1. Ameisen, E. et al. (2025). Circuit Tracing: Revealing Computational Graphs in Language Models. Anthropic.
2. Cheng, X. et al. (2026). Conditional Memory via Scalable Lookup: A New Axis of Sparsity for Large Language Models. arXiv:2601.07372
3. Google DeepMind (2025). Gemma 3 Technical Report. arXiv:2503.19786. Model card: Gemma 3n.
4. Lindsey, J. et al. (2025). On the Biology of a Large Language Model. Anthropic.
5. LongCat (2026). Scaling Embeddings Outperforms Scaling Experts in Language Models. arXiv:2601.21204
6. Sadhukhan, R. et al. (2026).
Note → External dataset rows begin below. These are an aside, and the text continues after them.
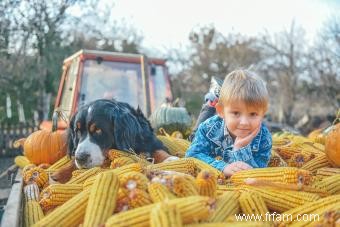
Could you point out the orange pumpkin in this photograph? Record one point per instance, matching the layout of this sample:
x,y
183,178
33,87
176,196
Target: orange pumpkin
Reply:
x,y
43,146
332,146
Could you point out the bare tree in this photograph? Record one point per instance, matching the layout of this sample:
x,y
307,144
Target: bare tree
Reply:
x,y
284,63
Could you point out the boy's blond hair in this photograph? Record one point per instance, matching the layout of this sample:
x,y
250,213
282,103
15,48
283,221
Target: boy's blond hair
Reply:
x,y
244,85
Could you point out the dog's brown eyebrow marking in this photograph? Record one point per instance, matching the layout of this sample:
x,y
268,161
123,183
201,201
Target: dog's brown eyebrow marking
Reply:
x,y
93,128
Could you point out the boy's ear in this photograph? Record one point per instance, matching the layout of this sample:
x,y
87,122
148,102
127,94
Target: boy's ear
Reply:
x,y
219,110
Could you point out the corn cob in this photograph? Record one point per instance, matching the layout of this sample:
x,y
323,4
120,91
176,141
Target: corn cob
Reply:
x,y
27,168
122,202
176,147
82,177
183,186
159,192
134,167
317,163
21,161
206,182
330,184
31,192
77,172
200,165
57,194
121,161
327,172
287,152
299,159
228,223
274,174
182,165
132,180
71,213
32,212
252,203
113,154
226,204
328,218
276,160
37,175
283,200
60,163
192,209
165,215
138,198
102,200
311,208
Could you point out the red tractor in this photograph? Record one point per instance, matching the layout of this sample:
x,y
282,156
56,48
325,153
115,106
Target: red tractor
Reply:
x,y
89,75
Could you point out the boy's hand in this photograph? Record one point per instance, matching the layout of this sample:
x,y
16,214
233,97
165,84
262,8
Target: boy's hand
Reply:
x,y
234,167
241,142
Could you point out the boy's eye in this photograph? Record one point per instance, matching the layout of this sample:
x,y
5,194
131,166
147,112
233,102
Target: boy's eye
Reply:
x,y
253,114
235,113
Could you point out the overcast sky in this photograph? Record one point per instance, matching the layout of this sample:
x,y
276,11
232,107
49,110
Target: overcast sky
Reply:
x,y
166,24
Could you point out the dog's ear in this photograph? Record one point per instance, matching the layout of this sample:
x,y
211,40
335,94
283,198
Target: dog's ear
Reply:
x,y
126,130
71,138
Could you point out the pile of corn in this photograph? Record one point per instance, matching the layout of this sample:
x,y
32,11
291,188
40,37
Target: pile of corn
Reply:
x,y
188,192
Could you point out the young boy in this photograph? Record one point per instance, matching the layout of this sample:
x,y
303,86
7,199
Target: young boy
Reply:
x,y
235,139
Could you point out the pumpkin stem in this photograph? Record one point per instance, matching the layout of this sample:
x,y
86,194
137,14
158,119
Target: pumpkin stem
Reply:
x,y
19,142
58,113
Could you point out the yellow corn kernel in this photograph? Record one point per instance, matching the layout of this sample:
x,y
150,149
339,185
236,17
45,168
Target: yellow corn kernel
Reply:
x,y
327,172
252,203
206,182
159,192
37,175
87,174
102,199
70,214
77,172
60,163
138,198
165,215
316,163
283,200
192,209
226,204
32,212
121,161
330,184
132,180
21,161
290,175
57,194
200,165
31,192
276,160
182,165
318,206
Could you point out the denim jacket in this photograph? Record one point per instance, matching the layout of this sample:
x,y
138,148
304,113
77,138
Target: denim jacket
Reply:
x,y
215,147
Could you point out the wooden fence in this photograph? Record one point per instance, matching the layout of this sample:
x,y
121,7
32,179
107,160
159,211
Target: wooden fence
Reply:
x,y
9,133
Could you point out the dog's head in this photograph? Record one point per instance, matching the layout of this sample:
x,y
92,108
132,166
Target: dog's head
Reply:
x,y
99,126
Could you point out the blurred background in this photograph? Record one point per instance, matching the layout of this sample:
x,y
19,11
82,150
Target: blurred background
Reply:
x,y
294,46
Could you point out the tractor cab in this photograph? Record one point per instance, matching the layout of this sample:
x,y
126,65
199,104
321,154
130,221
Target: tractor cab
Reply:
x,y
89,75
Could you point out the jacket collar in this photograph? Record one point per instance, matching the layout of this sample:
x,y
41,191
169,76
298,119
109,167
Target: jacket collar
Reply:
x,y
222,138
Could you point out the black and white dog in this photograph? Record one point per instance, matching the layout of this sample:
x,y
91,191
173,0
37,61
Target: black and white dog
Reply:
x,y
105,124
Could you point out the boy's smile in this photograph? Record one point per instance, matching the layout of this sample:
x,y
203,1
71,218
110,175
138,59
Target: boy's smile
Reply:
x,y
240,119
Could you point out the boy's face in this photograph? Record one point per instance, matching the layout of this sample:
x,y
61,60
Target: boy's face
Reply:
x,y
240,119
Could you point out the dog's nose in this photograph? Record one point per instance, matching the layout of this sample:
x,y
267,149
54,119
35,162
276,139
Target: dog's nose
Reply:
x,y
82,158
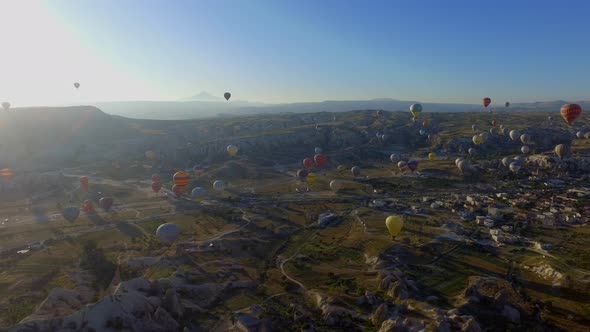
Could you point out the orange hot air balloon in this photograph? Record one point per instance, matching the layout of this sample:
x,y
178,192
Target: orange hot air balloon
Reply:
x,y
177,190
84,183
570,112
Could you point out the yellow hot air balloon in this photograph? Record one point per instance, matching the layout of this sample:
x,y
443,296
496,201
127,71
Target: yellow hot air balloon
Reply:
x,y
232,150
394,224
311,178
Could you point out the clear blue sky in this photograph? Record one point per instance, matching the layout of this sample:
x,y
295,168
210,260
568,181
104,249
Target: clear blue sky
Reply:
x,y
300,50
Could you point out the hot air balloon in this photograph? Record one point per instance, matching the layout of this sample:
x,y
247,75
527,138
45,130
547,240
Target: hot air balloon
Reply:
x,y
70,213
178,190
150,155
156,186
335,185
167,233
562,150
311,178
302,174
181,179
477,140
320,160
463,166
515,166
570,112
105,203
394,225
88,206
416,109
232,150
514,134
84,183
198,191
219,185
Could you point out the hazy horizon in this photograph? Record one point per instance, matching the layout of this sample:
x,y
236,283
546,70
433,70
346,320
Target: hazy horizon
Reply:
x,y
271,52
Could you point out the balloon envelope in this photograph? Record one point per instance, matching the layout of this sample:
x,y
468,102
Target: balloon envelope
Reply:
x,y
167,232
394,224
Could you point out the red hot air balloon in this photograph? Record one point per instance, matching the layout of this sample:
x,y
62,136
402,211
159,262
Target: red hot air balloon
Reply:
x,y
105,203
320,160
156,186
84,183
177,190
570,112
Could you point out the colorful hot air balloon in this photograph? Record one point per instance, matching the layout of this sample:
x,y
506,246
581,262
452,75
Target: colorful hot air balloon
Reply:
x,y
219,185
156,186
335,185
402,165
515,166
308,163
232,150
105,203
311,178
562,150
84,183
394,225
320,160
514,135
570,112
70,213
413,165
167,233
416,109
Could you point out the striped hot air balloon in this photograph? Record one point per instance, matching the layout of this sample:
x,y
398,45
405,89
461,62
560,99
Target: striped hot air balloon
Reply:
x,y
570,112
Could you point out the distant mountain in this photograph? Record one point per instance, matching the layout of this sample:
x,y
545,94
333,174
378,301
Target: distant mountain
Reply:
x,y
177,110
204,96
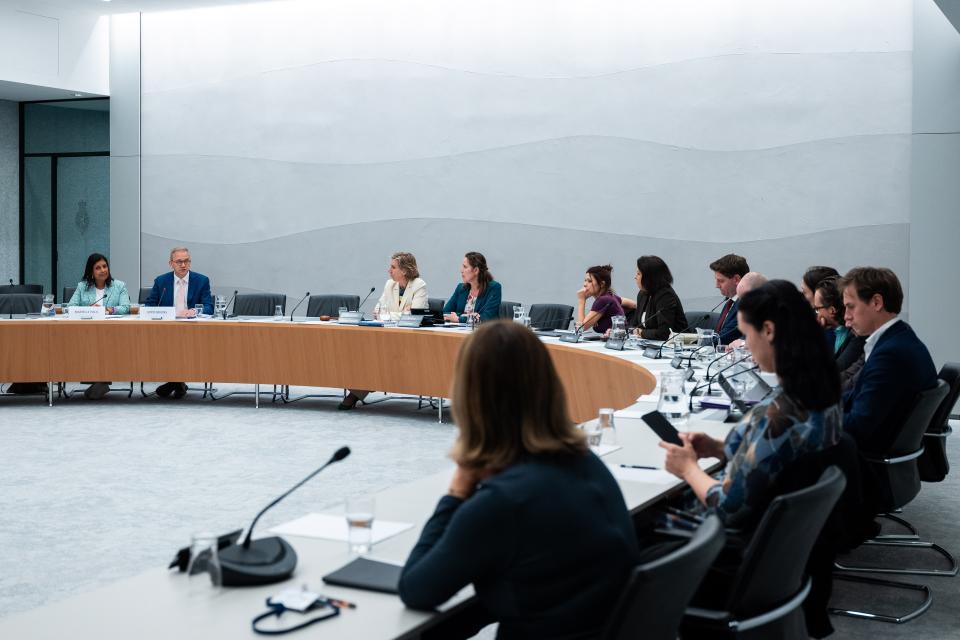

STEM: Scaling Transformers with Embedding Modules. arXiv:2601.10639
7. Templeton, A. et al. (2024). Scaling Monosemanticity: Extracting Interpretable Features from Claude 3 Sonnet. Anthropic.
8. Zhang, J. et al. (2025). On the Interplay of Pre-Training, Mid-Training, and RL on Reasoning Language Models. arXiv:2512.07783
9. Google DeepMind. Gemma 3n model code. gemma3n/modeling_gemma3n.py.
10. Lingua / STEM. STEM model code. lingua/stem.py.